Washington, D.C., April 8, 2011 – Today, the Department of Justice announced a proposed settlement with Google that will allow the firm to move forward with its acquisition of travel company ITA Software, subject to binding conditions that will allegedly promote “robust competition for airfare websites.

 

Statement by Wayne Crews, Vice President for Policy

The Department of Justice’s approval of the Google-ITA deal continues the worrisome trend of antitrust authorities imposing “conditions” on every large-scale technology sector deal.
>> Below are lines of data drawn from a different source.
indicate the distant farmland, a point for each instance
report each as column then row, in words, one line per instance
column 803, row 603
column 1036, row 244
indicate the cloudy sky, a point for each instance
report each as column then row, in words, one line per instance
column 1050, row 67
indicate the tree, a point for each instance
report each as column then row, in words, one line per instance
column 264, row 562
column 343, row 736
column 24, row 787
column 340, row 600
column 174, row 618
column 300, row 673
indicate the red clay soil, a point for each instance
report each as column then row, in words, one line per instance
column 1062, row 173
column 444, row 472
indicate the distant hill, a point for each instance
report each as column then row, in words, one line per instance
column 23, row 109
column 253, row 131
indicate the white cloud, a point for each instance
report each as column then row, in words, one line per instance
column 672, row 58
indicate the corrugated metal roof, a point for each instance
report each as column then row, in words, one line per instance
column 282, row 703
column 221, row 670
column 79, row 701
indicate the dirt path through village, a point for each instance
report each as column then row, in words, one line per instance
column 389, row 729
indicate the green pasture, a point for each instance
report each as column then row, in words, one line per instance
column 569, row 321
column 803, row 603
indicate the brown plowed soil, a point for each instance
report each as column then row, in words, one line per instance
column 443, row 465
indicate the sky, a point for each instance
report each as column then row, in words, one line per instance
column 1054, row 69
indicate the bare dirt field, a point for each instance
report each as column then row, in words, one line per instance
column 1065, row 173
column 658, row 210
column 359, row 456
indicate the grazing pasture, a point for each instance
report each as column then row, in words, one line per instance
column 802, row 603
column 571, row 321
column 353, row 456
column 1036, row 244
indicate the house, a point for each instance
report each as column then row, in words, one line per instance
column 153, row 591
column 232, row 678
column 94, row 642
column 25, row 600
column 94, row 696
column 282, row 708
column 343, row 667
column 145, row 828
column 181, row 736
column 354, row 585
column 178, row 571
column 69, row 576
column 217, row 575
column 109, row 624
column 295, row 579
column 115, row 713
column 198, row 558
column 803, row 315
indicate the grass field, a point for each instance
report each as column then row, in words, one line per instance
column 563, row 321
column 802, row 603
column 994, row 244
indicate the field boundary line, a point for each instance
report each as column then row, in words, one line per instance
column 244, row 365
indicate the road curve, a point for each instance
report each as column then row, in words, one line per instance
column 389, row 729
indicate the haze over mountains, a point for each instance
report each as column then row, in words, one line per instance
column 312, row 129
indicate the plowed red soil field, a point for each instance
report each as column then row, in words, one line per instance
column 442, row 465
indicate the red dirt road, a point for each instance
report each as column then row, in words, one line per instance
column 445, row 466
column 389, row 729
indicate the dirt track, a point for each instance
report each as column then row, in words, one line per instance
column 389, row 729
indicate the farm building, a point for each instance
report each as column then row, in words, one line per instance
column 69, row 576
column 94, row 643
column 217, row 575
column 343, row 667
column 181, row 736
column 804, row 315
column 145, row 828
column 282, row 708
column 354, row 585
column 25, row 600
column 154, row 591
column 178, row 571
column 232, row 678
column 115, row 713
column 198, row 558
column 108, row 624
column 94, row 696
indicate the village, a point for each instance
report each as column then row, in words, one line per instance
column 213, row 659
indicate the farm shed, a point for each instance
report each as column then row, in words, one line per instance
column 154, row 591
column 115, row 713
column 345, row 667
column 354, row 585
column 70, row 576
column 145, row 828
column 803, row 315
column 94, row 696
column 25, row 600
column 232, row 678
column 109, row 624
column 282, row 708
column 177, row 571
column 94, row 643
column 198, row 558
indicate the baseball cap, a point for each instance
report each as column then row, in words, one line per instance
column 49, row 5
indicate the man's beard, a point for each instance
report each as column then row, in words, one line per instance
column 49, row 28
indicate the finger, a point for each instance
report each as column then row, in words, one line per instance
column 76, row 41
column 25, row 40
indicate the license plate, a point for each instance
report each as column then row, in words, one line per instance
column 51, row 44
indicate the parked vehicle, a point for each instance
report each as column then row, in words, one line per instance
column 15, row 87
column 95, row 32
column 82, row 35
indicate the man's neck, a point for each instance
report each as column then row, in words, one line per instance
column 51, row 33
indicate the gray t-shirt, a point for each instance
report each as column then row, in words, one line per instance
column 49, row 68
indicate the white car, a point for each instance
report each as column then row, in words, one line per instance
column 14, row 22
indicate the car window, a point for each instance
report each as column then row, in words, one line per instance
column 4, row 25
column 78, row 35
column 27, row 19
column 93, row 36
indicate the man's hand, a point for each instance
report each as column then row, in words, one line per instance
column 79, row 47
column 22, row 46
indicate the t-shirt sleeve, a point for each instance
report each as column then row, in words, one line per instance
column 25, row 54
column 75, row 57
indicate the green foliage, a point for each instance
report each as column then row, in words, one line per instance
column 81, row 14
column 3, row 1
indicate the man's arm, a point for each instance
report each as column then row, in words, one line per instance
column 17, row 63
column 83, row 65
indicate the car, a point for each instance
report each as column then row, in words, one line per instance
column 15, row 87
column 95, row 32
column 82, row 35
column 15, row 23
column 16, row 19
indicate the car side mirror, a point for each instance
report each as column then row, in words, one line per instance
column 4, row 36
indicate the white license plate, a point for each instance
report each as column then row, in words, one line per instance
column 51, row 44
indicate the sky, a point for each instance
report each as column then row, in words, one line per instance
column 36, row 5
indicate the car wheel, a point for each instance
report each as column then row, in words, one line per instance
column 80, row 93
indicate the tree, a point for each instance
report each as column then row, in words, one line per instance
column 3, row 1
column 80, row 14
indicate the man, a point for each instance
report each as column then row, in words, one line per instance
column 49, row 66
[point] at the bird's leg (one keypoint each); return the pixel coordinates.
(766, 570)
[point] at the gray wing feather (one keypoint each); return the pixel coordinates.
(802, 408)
These conditions, such as the compulsory licensing of the ITA platform to competing online travel services, rest on the false premise that market concentration and exclusive economic arrangements tend to harm consumer interests.

The imposition of forcible restrictions on Google-ITA will undermine the incentives for future entrepreneurs and engineers to create the “next ITA” to deliver cutting edge information management and control technologies. If the conditions imposed on this merger merely obviate the need for a competitive response on the part of rivals, then they are a failure as a matter of public policy and amount to nothing more than corporate welfare.

Technology company acquisitions are a crucial element of an evolving marketplace that is rapidly expanding consumer choice and our ability to customize information. Antitrust authorities risk wreaking massive economic harm when they undermine network industries’ efforts to reorient themselves to attain the scale sufficient to foster the digital platforms that consumers will expect in years to come. The evolution of airline information management likely will not end with ITA.

Antitrust purports to limit excessive market power. Not quite. Antitrust laws have actually concentrated economic power in the hands of Washington bureaucrats as opposed to the dispersed shareholder interests that drive free enterprise.